- The share price of Workday Inc WDAY has declined 43.34 percent over the past one year, falling to a low of $48.97 on February 8.
- Stephen Bersey of Mitsubishi UFJ Securities has initiated coverage of the company with an Overweight rating and price target of $60.
- Bersey expects upside potential of 11 percent to the current valuation, and for the stock’s P/S multiple to move closer to the peer group average as the company’s operations mature.
Analyst Stephen Bersey pointed out that in the past, “human resources (HR) has been an area of IT neglect within the enterprise application market, and that has created a large market opportunity for cloud-based vendors.”
However, with its easy-to-use cloud based HR applications, Workday has been gaining market share from legacy application vendors.
Bersey believes that the company is still in the early stages of a “long-tailed enterprise HR implementation cycle,” which is expected to see robust end-market demand for the foreseeable future.
“That, coupled with good execution, should produce well-above-average peer-group HR revenue growth for the company for several years, in our opinion,” Bersey said.

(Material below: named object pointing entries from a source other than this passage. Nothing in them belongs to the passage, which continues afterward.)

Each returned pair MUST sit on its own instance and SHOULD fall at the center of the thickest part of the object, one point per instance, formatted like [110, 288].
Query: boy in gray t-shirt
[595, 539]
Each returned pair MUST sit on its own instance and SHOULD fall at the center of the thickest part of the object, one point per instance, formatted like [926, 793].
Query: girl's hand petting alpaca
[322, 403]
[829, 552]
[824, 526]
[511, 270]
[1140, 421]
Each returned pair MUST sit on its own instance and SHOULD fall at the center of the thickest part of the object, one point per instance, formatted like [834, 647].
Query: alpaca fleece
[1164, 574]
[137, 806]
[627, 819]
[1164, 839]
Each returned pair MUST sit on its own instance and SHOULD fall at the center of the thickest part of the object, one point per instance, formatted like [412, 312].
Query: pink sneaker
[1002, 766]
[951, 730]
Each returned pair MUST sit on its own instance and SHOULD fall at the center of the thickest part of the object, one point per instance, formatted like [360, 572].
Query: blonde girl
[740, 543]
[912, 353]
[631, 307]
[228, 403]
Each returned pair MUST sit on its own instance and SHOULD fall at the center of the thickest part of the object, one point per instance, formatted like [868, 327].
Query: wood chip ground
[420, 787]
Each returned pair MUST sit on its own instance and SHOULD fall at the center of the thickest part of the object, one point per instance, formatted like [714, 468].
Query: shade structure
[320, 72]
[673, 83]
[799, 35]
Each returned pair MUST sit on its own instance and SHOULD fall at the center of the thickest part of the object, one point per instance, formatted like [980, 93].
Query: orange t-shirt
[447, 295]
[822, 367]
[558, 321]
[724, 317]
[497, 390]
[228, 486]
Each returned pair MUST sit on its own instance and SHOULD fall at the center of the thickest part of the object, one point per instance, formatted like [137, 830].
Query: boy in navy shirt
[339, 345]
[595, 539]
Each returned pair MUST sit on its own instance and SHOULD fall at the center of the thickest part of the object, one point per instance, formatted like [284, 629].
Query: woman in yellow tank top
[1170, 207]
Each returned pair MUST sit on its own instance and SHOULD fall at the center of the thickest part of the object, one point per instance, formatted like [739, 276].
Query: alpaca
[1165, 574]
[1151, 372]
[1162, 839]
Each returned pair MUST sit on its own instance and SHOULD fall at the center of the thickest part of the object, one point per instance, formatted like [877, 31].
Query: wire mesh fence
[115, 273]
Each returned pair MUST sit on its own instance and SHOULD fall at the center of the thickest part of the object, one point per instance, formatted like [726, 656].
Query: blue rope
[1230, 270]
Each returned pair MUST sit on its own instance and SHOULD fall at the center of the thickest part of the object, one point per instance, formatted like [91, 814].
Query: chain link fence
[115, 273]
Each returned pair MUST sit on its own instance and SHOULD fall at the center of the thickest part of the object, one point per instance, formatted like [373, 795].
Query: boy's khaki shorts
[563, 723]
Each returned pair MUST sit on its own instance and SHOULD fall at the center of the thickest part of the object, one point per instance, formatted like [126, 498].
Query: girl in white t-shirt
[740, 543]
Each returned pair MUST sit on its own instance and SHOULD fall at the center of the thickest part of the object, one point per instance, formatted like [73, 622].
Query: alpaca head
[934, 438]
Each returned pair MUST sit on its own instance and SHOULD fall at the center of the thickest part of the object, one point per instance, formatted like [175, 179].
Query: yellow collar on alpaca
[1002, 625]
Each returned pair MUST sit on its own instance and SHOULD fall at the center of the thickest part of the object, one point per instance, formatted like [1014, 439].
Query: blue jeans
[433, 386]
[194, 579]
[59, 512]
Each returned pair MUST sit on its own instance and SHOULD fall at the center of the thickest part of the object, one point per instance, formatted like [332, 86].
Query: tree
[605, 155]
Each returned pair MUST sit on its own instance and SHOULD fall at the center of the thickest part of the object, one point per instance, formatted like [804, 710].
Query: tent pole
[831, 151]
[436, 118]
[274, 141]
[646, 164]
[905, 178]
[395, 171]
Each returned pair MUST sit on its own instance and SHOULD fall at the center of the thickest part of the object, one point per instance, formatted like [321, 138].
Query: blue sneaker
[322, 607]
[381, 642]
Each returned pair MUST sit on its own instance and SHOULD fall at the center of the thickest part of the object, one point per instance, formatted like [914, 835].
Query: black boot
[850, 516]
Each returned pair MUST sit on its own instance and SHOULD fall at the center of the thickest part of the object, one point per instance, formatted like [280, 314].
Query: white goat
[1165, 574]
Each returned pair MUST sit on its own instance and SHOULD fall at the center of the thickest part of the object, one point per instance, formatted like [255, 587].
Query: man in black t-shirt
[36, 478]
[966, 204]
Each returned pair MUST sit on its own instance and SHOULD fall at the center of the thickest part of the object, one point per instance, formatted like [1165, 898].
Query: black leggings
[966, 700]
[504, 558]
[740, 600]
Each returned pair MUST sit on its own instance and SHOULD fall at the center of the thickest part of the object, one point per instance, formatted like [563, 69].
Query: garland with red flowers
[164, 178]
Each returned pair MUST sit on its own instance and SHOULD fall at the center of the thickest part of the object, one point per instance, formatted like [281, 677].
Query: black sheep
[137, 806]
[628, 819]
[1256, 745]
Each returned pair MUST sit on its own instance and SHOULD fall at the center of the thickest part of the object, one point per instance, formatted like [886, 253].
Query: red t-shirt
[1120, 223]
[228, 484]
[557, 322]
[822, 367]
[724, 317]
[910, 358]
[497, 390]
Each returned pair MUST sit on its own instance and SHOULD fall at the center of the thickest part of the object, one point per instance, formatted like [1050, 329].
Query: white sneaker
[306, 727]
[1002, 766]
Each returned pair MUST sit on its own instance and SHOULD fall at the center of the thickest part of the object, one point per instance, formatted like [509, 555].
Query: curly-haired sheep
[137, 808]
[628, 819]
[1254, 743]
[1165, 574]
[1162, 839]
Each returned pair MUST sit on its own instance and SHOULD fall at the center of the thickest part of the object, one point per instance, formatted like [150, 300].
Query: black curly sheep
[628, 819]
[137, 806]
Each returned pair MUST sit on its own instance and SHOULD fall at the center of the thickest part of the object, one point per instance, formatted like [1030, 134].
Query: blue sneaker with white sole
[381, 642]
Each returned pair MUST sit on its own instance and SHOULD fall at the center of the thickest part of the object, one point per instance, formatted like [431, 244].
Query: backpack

While Workday has made “good progress” in terms of its financial offerings, Bersey expects the company’s near term growth to be driven mainly by the momentum in the HR portfolio. Workday is also expected to see meaningful long-term success in its financials management offering.
In fact, Bersey believes that “the value of the financials end-market could be greater than that of the HR market and that this opportunity is not fully reflected in the stock’s value.”